The discovery of a fossilized jawbone in Ethiopia has helped fill an important gap in the understanding of human evolution. The discovery was made in 2013 by an international team led by Arizona State University scientists. The team published two papers on their work this week for the online version of Science.
The fossil, designated as LD 350-1, is an important find because it's the earliest evidence for the genus homo in the human evolutionary line.
"Sedimentary basins in eastern Africa preserve a record of continental rifting and contain important fossil assemblages for interpreting hominin evolution," reads the abstract from one of the group's papers on their field work in Ethiopia.
"However, the record of hominin evolution [human evolution] between 3 and 2.5 million years ago (Ma) is poorly documented in surface outcrops, particularly in Afar, Ethiopia. Here we present the discovery of 2.84-2.58 Ma fossil and hominin-bearing sediments in the Ledi-Geraru research area that have produced the earliest record of the genus Homo."
The story of human evolution is being rewritten because the jawbone is roughly 400,000 years older than Homo habili, which had previously been the oldest known species in the Homo lineage.
ABC Australia reports that LD 350-1 sheds light on changes in jaws and teeth of the Homo species only 200,000 years after the passing of the Australopithecus genus. In fact, the primitiveness of the front of the jawbone suggests an Australopithecus origin, while the back jawbone and teeth point to the more recent Homo habilis.
University of Nevada's Dr. Brian Villmoare places the fossil between the two groups, and suggests that the jawbone's design is indicative of a new diet in human evolution.
"At three million years ago, you have a very ape-like creature with long arms, living in the forest, probably eating fruit," Villmoare said.
"And then at two million years ago you have Homo with the tools and large brain and more modern body plan with shorter arms. The big gap between those two is really interesting because something must have happened that led to the evolution of us."
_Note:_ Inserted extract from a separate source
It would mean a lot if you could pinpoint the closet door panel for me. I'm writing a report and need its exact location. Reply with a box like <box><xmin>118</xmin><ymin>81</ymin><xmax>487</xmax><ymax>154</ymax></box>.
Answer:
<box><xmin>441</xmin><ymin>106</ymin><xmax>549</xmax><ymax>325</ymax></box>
Modern humans evolved in Africa around 200,000 years ago. Although the story of human evolution and the primate ancestors that came before modern humans is millions of years in the making, scientists believe that human evolution only spawned "modern" behavior around 50,000 years ago.
Going back earlier in the history of human evolution, the Inquisitr previously reported on the findings establishing a link between human hands and fish fins. Thanks to advancements in DNA sequencing, pioneering work in the field of genetics is helping to write new chapters in the tale of human evolution.